1. Sketch the wave function of this harmonic oscillator for n=3.
2. Compute the quantum partition function using the following expression: Z = \sum_j e^{-\beta E_j}.
3. Using the partition function, compute the expectation value of the energy.
4. Compute the heat capacity. Check that in the high temperature limit you get the same result as in Exercise 1.1.

• What temperature can be considered high?
• What is the expectation value of n?

Exercise 4. Total heat capacity of a diatomic material

Naturally occurring lithium has two stable isotopes: ^6Li (7.5%) and ^7Li (92.5%). Let us extend the Einstein model to take into account the different masses of different isotopes.

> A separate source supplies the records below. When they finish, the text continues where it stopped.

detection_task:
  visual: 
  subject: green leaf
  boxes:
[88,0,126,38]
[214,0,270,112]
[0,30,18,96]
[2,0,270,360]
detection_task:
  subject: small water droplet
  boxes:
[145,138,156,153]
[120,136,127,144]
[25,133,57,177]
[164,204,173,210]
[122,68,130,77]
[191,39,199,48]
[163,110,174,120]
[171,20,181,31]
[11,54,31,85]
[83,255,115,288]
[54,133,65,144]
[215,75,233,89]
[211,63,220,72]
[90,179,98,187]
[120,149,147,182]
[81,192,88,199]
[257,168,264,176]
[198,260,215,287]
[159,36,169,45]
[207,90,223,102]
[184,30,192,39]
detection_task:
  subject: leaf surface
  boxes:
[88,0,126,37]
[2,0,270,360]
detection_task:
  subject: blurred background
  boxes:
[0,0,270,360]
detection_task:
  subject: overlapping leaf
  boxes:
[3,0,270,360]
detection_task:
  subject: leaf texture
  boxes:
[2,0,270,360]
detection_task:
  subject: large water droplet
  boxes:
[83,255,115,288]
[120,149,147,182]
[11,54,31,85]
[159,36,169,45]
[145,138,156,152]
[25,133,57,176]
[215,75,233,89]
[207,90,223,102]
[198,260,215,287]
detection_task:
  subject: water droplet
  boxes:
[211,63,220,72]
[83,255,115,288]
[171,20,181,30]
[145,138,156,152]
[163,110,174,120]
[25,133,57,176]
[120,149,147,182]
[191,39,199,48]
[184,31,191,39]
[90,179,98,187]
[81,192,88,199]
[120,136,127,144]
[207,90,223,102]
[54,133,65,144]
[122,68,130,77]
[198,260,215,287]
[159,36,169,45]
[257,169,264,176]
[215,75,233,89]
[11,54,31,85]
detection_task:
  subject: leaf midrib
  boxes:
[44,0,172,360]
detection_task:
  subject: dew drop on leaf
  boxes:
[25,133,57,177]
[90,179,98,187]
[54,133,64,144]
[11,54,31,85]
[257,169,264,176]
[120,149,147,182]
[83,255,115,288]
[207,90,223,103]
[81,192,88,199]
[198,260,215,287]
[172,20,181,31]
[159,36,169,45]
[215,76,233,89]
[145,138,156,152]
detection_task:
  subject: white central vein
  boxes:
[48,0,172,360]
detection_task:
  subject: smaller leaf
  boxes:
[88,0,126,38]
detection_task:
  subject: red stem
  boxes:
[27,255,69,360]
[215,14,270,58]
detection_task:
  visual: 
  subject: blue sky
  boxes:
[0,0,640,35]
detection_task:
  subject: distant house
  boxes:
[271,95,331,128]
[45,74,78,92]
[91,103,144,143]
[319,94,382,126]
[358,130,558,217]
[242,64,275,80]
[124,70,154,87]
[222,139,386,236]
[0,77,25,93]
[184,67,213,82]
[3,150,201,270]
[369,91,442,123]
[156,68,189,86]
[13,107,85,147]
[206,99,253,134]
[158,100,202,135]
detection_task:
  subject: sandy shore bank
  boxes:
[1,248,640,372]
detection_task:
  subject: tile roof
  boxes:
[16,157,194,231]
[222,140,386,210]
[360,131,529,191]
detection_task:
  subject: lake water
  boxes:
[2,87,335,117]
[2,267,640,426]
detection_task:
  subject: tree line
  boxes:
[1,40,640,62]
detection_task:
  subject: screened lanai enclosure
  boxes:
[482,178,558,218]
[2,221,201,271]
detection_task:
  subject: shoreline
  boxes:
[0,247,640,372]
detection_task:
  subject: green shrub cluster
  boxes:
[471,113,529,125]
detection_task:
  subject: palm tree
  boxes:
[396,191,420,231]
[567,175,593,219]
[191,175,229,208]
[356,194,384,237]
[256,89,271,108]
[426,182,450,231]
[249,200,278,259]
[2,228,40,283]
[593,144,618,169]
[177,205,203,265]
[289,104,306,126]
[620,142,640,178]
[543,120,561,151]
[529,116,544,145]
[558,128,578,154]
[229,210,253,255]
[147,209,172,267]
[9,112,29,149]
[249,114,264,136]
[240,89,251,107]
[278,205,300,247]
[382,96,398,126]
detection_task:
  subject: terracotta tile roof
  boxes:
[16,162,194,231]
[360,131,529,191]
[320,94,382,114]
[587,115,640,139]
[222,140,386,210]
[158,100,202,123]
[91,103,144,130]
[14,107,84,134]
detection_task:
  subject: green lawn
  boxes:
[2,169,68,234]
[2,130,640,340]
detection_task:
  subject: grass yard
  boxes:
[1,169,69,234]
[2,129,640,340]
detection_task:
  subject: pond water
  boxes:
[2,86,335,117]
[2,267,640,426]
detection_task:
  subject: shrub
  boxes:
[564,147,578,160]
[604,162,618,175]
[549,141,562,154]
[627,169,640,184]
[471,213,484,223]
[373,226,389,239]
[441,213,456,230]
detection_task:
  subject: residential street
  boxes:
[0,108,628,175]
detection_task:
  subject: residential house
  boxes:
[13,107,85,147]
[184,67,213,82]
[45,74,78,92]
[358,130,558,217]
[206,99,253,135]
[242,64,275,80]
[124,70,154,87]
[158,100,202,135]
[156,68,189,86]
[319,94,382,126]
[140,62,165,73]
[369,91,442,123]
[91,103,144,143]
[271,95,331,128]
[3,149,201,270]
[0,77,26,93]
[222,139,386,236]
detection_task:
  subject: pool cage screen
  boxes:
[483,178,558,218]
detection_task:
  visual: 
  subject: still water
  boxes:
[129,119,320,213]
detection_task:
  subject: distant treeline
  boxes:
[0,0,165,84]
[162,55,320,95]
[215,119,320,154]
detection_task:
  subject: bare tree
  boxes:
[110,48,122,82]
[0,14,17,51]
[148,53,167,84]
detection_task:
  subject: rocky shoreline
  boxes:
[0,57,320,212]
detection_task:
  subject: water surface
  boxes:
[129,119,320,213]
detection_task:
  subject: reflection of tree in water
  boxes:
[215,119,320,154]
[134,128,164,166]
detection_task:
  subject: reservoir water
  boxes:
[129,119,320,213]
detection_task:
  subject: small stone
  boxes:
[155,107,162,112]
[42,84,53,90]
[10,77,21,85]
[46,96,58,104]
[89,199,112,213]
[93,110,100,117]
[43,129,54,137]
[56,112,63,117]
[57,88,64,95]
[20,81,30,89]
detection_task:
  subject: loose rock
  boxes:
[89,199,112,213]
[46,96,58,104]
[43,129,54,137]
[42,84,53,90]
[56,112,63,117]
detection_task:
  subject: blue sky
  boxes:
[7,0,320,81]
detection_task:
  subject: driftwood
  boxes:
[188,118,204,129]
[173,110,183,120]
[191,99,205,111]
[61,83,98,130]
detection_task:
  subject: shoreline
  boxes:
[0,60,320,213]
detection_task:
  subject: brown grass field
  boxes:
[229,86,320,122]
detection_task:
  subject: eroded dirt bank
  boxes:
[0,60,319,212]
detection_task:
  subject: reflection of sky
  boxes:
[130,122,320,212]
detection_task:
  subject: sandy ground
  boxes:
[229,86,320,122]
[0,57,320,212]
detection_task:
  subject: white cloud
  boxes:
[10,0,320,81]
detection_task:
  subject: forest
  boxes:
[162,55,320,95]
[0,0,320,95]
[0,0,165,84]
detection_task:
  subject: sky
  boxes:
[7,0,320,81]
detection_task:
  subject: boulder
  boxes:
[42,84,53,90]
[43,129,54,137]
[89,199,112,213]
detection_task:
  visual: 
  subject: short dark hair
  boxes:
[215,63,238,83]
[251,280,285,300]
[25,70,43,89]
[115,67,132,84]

1. Assume that the strength of the returning force k experienced by each atom is the same. What is the difference in the oscillation frequencies of different isotopes of lithium in the lithium crystal?
2. Write down the total energy of lithium assuming that all ^6Li atoms are in n=2 vibrational state, and all ^7Li atoms are in n=4 vibrational state.
3. Write down the total energy of lithium at a temperature T by modifying the Einstein model.
4. Compute the heat capacity of lithium as a function of T.